Adán Humberto Bahl empezó como un joven moinista que recaló en los pasillos administrativos del Ministerio de Gobierno. No se destacó por discursos encendidos ni por protagonismo político, sino por su capacidad de moverse en el lugar donde se decidía todo: la contaduría de las contrataciones. Ahí descubrió el verdadero poder, ese que no se mide en votos sino en la lapicera que autoriza una obra, en el sello que libera un pago. Fue el inicio de una carrera marcada por el cemento y los contratos.
De esa base emergió como el ejecutor predilecto de Sergio Urribarri. El esquema estaba perfectamente aceitado: Rodríguez Signes controlaba la legalidad de los contratos y Bahl disponía la ejecución material de todas las contrataciones. Uno legitimaba las firmas, el otro hacía correr el dinero. Así se construyó la dupla que administró la billetera más poderosa de Entre Ríos durante años, mientras el “Pato” usaba esa caja para sostener su poder político. Nadie entiende cómo, con las causas que pesan sobre Urribarri, sus dos alfiles en el manejo del dinero —Bahl y Rodríguez Signes— siguen sin rendir cuentas.

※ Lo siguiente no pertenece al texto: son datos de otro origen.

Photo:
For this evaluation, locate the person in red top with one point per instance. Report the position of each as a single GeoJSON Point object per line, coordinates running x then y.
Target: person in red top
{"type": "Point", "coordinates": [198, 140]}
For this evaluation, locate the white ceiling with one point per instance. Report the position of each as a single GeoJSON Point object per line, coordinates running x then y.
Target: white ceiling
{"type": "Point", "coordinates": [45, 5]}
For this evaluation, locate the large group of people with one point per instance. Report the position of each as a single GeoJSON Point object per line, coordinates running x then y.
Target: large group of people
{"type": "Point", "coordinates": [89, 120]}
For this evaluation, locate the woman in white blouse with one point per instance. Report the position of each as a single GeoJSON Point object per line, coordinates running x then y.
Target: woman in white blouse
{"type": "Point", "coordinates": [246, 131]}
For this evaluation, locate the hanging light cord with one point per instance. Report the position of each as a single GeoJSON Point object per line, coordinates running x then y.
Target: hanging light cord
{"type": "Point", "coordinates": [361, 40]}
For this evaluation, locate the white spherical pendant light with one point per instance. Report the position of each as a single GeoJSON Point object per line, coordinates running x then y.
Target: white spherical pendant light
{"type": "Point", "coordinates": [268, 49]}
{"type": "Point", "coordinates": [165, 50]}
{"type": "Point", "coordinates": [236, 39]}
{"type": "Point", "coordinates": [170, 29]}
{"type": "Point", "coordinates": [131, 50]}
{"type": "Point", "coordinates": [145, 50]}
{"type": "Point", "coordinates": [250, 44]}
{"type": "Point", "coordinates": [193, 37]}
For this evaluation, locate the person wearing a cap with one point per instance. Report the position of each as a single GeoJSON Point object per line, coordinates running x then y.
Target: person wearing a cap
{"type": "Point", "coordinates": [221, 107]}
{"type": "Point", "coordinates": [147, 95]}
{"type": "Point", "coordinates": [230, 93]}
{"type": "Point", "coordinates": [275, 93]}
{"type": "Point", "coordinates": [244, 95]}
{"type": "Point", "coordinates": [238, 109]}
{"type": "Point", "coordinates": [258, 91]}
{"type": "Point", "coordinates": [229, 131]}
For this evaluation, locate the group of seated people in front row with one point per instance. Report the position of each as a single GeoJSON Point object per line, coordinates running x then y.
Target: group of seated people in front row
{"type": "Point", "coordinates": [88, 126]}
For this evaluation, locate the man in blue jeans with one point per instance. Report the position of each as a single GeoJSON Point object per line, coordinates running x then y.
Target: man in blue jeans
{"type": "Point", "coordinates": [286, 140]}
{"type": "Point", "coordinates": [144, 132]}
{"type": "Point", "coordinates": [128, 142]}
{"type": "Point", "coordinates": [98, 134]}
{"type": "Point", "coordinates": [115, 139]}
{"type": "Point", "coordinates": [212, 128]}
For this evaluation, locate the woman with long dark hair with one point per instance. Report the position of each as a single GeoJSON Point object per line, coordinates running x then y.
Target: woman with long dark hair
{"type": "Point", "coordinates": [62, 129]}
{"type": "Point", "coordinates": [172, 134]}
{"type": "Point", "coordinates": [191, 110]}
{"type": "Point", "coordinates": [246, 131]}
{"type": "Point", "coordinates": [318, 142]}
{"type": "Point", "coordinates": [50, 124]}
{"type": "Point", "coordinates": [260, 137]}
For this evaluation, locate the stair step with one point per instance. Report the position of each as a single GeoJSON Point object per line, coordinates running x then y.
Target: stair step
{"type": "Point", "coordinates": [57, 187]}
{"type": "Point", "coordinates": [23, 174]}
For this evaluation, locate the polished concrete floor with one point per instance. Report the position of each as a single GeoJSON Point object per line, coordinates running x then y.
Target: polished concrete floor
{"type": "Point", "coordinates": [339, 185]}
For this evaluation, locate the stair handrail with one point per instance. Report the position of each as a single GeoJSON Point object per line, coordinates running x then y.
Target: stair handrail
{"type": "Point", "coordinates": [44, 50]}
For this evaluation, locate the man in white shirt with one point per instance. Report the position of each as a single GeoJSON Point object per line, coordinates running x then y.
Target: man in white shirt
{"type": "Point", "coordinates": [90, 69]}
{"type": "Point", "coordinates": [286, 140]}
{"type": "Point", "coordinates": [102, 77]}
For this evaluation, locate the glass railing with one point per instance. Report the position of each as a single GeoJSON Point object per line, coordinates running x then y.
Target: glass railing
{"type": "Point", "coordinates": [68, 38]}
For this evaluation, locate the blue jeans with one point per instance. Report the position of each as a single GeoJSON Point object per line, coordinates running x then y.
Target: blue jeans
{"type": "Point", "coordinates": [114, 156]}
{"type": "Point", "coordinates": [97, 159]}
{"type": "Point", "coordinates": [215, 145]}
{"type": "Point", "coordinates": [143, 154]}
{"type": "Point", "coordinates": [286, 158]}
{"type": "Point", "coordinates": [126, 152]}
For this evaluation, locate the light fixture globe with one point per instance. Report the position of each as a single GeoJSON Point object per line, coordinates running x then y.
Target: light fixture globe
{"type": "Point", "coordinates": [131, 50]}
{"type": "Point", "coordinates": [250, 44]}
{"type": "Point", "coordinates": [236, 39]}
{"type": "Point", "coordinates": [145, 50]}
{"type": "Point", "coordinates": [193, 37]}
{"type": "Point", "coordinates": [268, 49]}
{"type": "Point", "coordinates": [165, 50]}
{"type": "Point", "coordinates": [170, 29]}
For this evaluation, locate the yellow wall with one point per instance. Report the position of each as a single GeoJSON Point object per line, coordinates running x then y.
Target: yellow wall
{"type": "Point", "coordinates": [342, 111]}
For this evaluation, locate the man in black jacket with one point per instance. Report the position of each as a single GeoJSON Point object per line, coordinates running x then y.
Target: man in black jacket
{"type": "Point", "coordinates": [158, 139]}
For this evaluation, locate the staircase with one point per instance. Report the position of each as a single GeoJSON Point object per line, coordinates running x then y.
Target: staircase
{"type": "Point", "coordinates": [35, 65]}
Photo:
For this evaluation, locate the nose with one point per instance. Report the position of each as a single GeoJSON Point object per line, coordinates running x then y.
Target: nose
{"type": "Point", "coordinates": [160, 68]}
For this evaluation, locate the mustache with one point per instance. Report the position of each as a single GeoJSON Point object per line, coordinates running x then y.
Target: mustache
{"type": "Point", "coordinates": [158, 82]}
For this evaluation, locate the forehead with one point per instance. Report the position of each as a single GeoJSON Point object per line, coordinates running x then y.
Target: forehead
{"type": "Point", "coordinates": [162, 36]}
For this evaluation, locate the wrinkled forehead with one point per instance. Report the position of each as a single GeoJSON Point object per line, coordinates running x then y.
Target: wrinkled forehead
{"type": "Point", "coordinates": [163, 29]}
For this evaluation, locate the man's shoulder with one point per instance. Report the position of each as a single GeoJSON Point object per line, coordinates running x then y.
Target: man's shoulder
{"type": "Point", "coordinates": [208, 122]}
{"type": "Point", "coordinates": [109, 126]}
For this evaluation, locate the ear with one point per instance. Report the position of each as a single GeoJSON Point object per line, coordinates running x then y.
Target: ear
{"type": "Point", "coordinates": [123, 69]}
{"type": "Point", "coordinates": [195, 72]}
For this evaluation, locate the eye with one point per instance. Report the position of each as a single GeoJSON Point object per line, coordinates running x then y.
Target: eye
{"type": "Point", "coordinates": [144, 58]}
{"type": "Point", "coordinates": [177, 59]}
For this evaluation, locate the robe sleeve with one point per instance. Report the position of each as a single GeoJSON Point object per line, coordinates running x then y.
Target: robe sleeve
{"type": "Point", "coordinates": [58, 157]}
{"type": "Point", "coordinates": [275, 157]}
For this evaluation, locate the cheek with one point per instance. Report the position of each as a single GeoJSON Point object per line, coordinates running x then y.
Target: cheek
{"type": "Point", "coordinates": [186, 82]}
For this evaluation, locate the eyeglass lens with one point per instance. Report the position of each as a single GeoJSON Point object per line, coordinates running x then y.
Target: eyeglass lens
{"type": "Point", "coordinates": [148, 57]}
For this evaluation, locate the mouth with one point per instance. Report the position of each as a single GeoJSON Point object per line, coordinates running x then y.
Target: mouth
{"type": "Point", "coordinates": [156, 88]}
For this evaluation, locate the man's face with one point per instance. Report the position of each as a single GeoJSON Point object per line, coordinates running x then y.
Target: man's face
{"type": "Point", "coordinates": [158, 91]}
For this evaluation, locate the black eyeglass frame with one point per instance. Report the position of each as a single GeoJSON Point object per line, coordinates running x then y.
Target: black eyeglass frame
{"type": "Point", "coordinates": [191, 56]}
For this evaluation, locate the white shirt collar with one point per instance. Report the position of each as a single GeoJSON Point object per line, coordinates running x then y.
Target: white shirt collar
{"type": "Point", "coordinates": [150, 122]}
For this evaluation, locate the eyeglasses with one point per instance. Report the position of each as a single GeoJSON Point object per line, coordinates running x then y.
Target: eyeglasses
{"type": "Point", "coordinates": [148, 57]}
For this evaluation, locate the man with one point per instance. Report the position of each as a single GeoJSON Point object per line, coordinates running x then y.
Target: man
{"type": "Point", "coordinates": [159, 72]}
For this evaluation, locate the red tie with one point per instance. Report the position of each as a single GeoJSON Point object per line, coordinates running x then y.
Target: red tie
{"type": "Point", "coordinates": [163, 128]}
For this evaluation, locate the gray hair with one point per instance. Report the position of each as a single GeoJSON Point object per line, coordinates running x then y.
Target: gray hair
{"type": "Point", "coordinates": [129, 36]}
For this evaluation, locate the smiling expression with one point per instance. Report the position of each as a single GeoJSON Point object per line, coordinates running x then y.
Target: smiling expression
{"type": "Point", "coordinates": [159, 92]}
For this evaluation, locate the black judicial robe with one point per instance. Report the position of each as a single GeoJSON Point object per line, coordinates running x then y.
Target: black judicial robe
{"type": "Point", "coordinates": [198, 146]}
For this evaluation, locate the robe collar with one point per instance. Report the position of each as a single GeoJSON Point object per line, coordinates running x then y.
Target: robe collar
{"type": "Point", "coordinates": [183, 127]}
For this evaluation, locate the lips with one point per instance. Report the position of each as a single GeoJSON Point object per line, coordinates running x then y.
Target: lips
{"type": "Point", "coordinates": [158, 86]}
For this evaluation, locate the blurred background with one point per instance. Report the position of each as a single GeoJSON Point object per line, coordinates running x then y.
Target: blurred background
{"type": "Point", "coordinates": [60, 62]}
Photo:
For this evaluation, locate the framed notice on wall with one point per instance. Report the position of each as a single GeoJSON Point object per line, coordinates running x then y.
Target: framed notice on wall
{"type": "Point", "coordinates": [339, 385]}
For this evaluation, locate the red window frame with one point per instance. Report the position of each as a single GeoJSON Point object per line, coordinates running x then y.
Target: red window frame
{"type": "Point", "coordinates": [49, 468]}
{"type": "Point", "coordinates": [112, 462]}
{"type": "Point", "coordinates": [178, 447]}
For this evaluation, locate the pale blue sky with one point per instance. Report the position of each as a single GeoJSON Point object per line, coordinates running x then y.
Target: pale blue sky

Como ministro de Gobierno, Bahl fue el dueño de la llave. Durante ocho años administró más de 8.000 millones de pesos en obra pública, lo que en aquel entonces equivalía a cientos de millones de dólares con el dólar a menos de diez pesos. Ese dinero se repartía entre intendentes y empresas siempre cercanas, que aprendieron a moverse entre sobreprecios y licitaciones amañadas. El recuerdo de Larroque, donde la obra se pagó completa y nunca se terminó, o el de Seguí, donde sí se ejecutó pero a un precio inflado, son apenas dos ejemplos de un mecanismo que se repetía a lo largo y ancho de la provincia.
El único intendente que rompió el silencio fue Daniel Rossi. Denunció sobreprecios y exigió más obra con la misma plata: le daban fondos para 20 cuadras y terminó asfaltando 27, un 26% extra. La respuesta del sistema fue implacable: lo imputaron, lo persiguieron, le armaron una causa que se estiró durante años. Mientras tanto, los empresarios amigos —Marizza, Szczech, Hereñú— se beneficiaban de probations ridículos que les permitieron evitar la cárcel pagando sumas irrisorias en comparación con lo que se llevaron. La justicia entrerriana, complaciente, castigaba al denunciante y perdonaba a los cómplices.
Pero la historia de Bahl no termina ahí. Su carrera siguió escalando: estuvo a un paso de ser gobernador en 2015, pero Urribarri temió que lo traicionara y eligió a Bordet. Se aseguró, sin embargo, la vicegobernación, desde donde reforzó la maquinaria de los contratos truchos con un equipo de contadores y cajeros de confianza, como Kramer. Y en 2019 se calzó la banda de intendente de Paraná, otra vez con la obra pública como motor de poder, siempre con las mismas tres o cuatro empresas privilegiadas.
La caja nunca se cerró. Su esposa, Claudia Silva, llegó al Senado provincial tras la renuncia forzada de Hugo Maín en un acuerdo electoral. Sus hijos fueron acomodados en la Legislatura con sueldos de privilegio, hasta que el escándalo estalló y hubo que dar marcha atrás. La política provincial conoció de cerca la familia Bahl SA, donde el Estado fue siempre proveedor y garante de fortunas personales.
Bahl encarna como nadie el título de “señor cemento”. Todo en su trayectoria está ligado a la obra pública: contratos, sobreprecios, probations, nepotismo. Mientras Urribarri colecciona condenas, Bahl sigue indemne, como si la justicia hubiera decidido que los que firman y ejecutan no tienen responsabilidad. La impunidad también se construye con cemento, y en Entre Ríos ese edificio tiene nombre y apellido.